Smoke erupted, and from it burst not two, but a dozen furious replicas. They were gritty, tangible, and full of an unspoken, shared fury. They were the embodiment of Naruto's sudden, devastating realization. They didn't need a command, they knew their target.

Mizuki barely had time to register the threat. The clones swarmed him from every angle one grabbed his arm, two tore the giant shuriken from his grip, another slammed into his solar plexus, driving the air from his lungs. Mizuki fought, destroying a clone with a desperate strike, only to find two more instantly taking its place. These were not just illusions, they hit back too.

The real Naruto moved last, his face set in a grim expression Iruka had never seen. His fist clenched, chakra unknowingly burning almost visible red in his limbs, he launched himself forward. With a singular, focused leap, he drove the full weight of his anger and his newfound power into Mizuki's chest.

CRACK.

Mizuki collapsed like a discarded puppet, broken ribs piercing his heart, his eyes staring sightlessly at the moon.

The forest fell silent once more. The dozen clones dispersed back into smoke, leaving only the sound of Naruto's ragged, exhausted breathing. He stumbled, then straightened, his gaze fixed on the broken body of his betrayer. He looked up, his eyes meeting Iruka's.

"Let's go back," he said, his voice flat, drained of all emotion.

Iruka tried to push himself up, wincing. "Naruto, I'm—"

Naruto crouched, carefully helping his sensei sit upright. "You need to go to the hospital, sensei."

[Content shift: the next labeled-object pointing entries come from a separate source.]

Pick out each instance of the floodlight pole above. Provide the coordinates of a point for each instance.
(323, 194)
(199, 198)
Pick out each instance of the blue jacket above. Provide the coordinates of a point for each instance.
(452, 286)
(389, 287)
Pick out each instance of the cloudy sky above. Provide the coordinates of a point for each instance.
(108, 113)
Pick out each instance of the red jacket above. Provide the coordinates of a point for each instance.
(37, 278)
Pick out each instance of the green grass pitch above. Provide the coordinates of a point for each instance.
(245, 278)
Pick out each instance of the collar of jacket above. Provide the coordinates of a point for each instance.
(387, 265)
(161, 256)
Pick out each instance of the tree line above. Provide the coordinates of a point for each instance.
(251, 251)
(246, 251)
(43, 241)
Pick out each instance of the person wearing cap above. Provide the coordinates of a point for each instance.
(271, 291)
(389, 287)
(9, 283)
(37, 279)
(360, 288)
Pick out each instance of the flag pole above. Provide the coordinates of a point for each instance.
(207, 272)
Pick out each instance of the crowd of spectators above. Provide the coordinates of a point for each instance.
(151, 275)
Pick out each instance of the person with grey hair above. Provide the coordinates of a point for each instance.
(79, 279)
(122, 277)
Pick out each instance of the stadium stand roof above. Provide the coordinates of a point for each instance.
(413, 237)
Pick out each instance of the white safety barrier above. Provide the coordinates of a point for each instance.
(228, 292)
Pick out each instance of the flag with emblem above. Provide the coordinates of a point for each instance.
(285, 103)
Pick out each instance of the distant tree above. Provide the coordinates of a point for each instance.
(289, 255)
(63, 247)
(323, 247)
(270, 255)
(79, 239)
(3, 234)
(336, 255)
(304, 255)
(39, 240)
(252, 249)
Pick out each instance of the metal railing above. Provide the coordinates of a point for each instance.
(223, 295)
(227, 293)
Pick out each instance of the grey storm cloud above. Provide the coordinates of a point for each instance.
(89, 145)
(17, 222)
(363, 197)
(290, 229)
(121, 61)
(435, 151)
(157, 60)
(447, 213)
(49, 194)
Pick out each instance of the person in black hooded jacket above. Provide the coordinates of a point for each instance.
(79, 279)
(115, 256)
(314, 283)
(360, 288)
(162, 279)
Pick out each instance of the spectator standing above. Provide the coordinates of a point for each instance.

Iruka grasped Naruto's shoulder, his expression a mixture of pain and profound awe. "Naruto… you'll become a great shinobi one day. You already are."

Naruto didn't acknowledge the praise or the confirmation. He turned, retrieved the heavy Scroll of Seals, and started walking away, his back straight. "I'll report to Hokage-sama. You can go now."

Iruka now left alone in the clearing, the smell of blood heavy in the air, his eyes vacant. The bonds between student and teacher were not broken, but the personal relation they shared were certainly broken, permanently warped by the harsh reality that had just consumed the boy's childhood. Naruto had found his power, but the price was every ounce of his naivety.